One innovative solution to both these problems is to recapture nutrients lost as human “waste” and properly treat them for use in agroecological systems. In the context of sub-Saharan Africa, container-based sanitation offers many co-benefits. First, it is a modern way to provide sustainable sanitation systems to 319 million people currently lacking it (SDG 6), with the potential to be deployed both in cities and rural areas. Secondly, it offers a new growth sector for the economy, with waste collection and treatment potentially employing a large number of people (SDG 8), while supplying a more affordable, locally produced source of greatly needed fertilizer. In addition to fertilizer, waste-to-value chains can produce other outputs, such as energy and insects for animal feed.

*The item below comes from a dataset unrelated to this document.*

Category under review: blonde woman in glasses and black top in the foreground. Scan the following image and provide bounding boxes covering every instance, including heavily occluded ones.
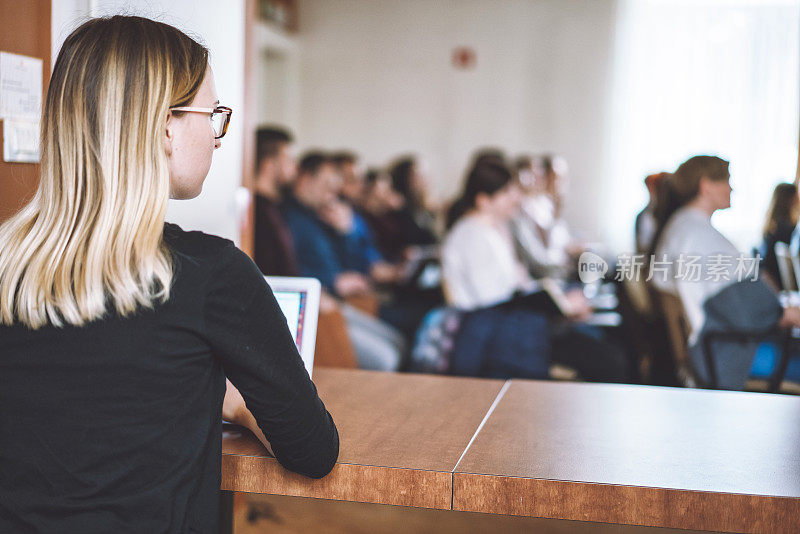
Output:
[0,16,338,533]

In wealthy countries, existing sewer system infrastructure is expensive to run and maintain. It intentionally combines waste with vast amounts of potable fresh water, and then further combines household effluents with toxic runoff from industrial facilities and storm water. As climate change (SDG 13) reduces the availability of freshwater, water-scarce cities like Los Angeles, El Paso, and Phoenix rely more and more on water recovered from treated sewage for drinking, industrial uses, and agricultural uses, again with great costs to build and maintain the required infrastructure. Alternative innovations in managing human “waste” and recovering what is valuable is therefore relevant for all countries.